The first thing I read this morning was “Love one another like I loved you.” That’s Jesus command in John 13:34.
The first thing I thought this morning was: I can’t do that.
I can’t be gracious. I can’t be compassionate. I can’t be generous. I can’t forgive. I can’t turn the other check to my assailants. I can’t be kind. I can’t love my enemy. I can’t…….
My second thought was: That’s the whole point.
I can’t do any of those things. I fail right out of the starting block. The only way I can love in a way that resembles how Jesus loves me is if I totally surrender my life and will, my power and control to him (uh oh….another “can’t” could creep in here) so that I am yielded to God in entirety.
The only way I could love like that is if my entire person is so filled with the Spirit of God and yielded to His presence that Jesus is able to love them, through me, like he loved me in the first place.

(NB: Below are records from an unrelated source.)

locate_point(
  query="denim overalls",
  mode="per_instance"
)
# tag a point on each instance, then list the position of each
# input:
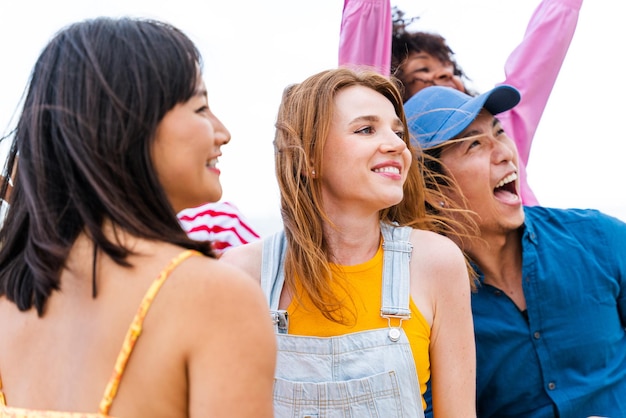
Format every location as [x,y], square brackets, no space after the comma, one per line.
[362,374]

That’s the only way.
I must set myself aside. (Another “can’t”??) Without thinking, I must dive into the deep end and let God move through me, at the impulse of His love.
Then I thought this: I have been crucified with Christ. I am dead. It is not I who live, but Christ who lives in me. And to the extent that I do live, its only by faith in Jesus ability to live and love through me. (That’s Galations 2:20)
It takes courage to allow Jesus to live through you. But that’s a thought for another day.